Ramsey Prize Talk: New Generation Measurements of the Electron's Electric and Magnetic Dipole Moments

The ACME motivations and methods were summarized by Doyle and DeMille. Also summarized was the 100 times improved sensitivity to an electron electric dipole moment (EDM) that came from our ACME I and ACME II measurements, and a very recent 2.4 times improvement [3]. Given the importance of finding more of the CP violation that seems needed to explain the matter-antimatter imbalance in the universe (that the Standard Model (SM) cannot explain), and to provide some of the most stringent limits on "beyond the Standard Model” (BSM) physics, we have launched a new generation ACME III measurement. Our goal is to either discover the electron EDM or set a new electron EDM limit that is smaller by a factor of 20. A new apparatus increases the molecule flux by facilitating frequent ablation target changes, uses an electrostatic lens to capture more molecules from a cold ablation source, allows a 5 times longer coherence time, and uses detectors with a higher quantum efficiency. A two-layer, actively-shielded coil just inside of 3 layers of mu-metal shielding provides a magnetic field over a 1 m precession length with negligible shield magnetization, producing a field reversable to better than 1 nT (10 micro-Gauss) to provide a needed reduction in systematic error.

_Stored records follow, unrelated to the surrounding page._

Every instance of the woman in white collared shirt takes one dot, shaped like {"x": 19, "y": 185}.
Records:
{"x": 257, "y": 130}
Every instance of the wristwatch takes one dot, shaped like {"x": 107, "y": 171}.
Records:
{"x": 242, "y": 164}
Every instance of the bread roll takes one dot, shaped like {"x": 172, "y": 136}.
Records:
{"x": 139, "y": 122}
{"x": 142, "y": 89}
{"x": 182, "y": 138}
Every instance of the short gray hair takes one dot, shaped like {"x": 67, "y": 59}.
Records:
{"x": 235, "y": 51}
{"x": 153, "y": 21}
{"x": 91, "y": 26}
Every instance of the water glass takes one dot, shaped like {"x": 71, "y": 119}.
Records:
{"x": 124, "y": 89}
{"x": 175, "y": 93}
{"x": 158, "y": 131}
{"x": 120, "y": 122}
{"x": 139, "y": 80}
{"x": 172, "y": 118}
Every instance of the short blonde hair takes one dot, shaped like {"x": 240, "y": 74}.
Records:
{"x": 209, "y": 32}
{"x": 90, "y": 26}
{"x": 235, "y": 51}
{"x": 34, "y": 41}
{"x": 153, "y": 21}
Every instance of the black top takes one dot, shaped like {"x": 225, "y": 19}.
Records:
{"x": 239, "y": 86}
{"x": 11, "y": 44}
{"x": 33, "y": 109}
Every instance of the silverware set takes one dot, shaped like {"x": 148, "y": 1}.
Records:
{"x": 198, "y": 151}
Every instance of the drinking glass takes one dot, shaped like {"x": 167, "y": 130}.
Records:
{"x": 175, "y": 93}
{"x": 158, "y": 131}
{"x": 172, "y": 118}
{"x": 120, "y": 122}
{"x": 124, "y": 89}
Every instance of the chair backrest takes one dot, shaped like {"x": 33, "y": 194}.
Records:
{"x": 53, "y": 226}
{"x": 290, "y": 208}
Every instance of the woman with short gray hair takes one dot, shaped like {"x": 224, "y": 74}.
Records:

Meanwhile, in a separate measurement using entirely different methods, special relativity and quantum-limited detection are the new ideas that will propel a new generation measurement of the electron’s other moment -- its magnetic moment -- and also that of the positron. The two spin energy states and the two lowest cyclotron states of one electron or positron trapped at crogenic temperatures form qubits whose state can be read out using a quantum-limited SQUID detector via a QND coupling provided by special relativity. The first goal is measuring the electron magnetic moment [4] 10 times more accurately, to make the morst precise test of the most precise prediction of the SM, and to set stringent BSM limits. The second goal is measuring the positron magnetic moment [5] 200 times more accurately, to make the most precise lepton test of the SM’s fundamental CPT invariance. A third goal is to tp provide greater sensitivity to dark photons than the 75 times improved sensitity that we recently demonstrated [6].